Das mit der Schrittgeschwindigkeit war doch eigentlich schon geklärt, oder?
Jein.
Ich will es mal mit einem Beispiel aus dem Steuerrecht veranschaulichen. Da hatte 2002 das höchste Fachgericht, der Bundesfinanzhof, entschieden, dass Ausbildungskosten, die dem Broterwerb dienen (im Unterschied zum Jodeldiplom), als berufliche Kosten in unbegrenzter Höhe absetzbar sind und zu steuerlichen Verlusten führen können, die mit Gewinnen anderer Jahre verrechnet werden können. Begründung: das "Lebenskampf"-Urteil des faschistischen Reichsfinanzhofs gehört auf den Müllhaufen der Geschichte, und heutzutage ist lebenslanges Lernen Usus.
Der Bundestagsmehrheit und dem Finanzminister war das zu teuer, also wurde beschlossen, die auf 1938 basierende Rechtslage für Erstausbildungen wieder einzuführen und nur Zweitausbildungen zu modernisieren.

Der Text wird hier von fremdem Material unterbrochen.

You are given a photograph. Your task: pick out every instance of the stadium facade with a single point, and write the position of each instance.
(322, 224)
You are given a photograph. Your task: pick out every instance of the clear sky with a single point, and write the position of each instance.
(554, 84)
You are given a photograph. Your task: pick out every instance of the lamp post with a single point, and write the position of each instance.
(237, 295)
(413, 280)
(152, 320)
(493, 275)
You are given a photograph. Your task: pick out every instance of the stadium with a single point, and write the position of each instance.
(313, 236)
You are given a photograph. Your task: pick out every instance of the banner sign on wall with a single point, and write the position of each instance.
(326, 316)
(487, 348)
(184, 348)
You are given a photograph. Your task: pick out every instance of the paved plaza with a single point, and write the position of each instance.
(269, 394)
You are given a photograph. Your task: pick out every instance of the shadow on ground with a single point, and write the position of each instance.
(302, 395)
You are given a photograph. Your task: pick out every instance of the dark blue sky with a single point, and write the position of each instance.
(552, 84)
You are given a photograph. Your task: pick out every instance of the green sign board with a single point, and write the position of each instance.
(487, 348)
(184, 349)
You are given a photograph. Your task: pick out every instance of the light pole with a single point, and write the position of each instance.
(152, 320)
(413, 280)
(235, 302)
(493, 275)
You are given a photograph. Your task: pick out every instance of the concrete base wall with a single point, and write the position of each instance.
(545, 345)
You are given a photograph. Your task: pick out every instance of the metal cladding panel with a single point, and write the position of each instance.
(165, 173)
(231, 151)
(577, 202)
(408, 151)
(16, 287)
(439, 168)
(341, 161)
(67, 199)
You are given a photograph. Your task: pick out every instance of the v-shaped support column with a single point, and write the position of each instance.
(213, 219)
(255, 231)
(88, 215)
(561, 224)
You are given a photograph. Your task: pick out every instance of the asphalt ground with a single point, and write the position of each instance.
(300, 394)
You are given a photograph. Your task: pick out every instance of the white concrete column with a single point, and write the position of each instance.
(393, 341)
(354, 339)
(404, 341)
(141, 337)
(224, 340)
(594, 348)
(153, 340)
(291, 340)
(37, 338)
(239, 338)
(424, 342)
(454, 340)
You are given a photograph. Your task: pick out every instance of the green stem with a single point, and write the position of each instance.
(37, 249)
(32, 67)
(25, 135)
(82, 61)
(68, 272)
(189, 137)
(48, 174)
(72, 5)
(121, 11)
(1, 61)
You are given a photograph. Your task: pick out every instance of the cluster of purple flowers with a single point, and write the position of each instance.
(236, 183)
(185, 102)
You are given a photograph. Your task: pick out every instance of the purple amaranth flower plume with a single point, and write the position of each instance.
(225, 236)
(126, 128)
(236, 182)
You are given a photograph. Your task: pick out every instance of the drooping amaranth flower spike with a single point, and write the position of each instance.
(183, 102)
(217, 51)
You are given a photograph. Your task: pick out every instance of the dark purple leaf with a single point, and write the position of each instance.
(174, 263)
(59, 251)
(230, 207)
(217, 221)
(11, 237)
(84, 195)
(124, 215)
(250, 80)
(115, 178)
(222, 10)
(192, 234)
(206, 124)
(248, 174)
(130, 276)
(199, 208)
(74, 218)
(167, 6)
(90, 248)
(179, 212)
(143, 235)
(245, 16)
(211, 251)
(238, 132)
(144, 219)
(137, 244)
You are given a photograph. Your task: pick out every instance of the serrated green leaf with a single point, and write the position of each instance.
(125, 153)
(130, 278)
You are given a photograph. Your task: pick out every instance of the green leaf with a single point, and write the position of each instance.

So begann ein bisher 17 Jahre dauernder Kampf zwischen BFH und Gesetzgeber/Minister, in dessen Verlauf es zu folgender Situation kam, hier salopp geschildert:
Der Gesetzgeber beschließt, dass Ausbildungskosten Sonderausgaben sind, wenn sie keine Werbungskosten sind. (Und denkt, damit hat er das Thema Werbungskosten erledigt.)
BFH sagt: "Ihr habt hier 'wenn' geschrieben und nicht 'weil'. Wir wissen aus Eurer Gesetzesbegründung und aus den Debatten genau, was Eure Absicht war. Aber da das Wort 'wenn' einen absolut eindeutigen und nicht interpretationsfähigen Sinn ergibt, ist der Rest irrelevant. Laut Text ist vorrangig zu prüfen, ob Ausbildungskosten Werbungskosten sind. Nur in dem Fall, dass diese Prüfung negativ endet, greift der Auffangtatbestand 'Sonderausgaben'."
Das saß. Und führte dazu, dass innerhalb weniger Wochen das Gesetz geändert wurde und Schäuble dachte, er habe gewonnen.
Der BFH ging daraufhin zum Bundesverfassungsgericht. Dort schmort der Fall seit fünf (!) Jahren.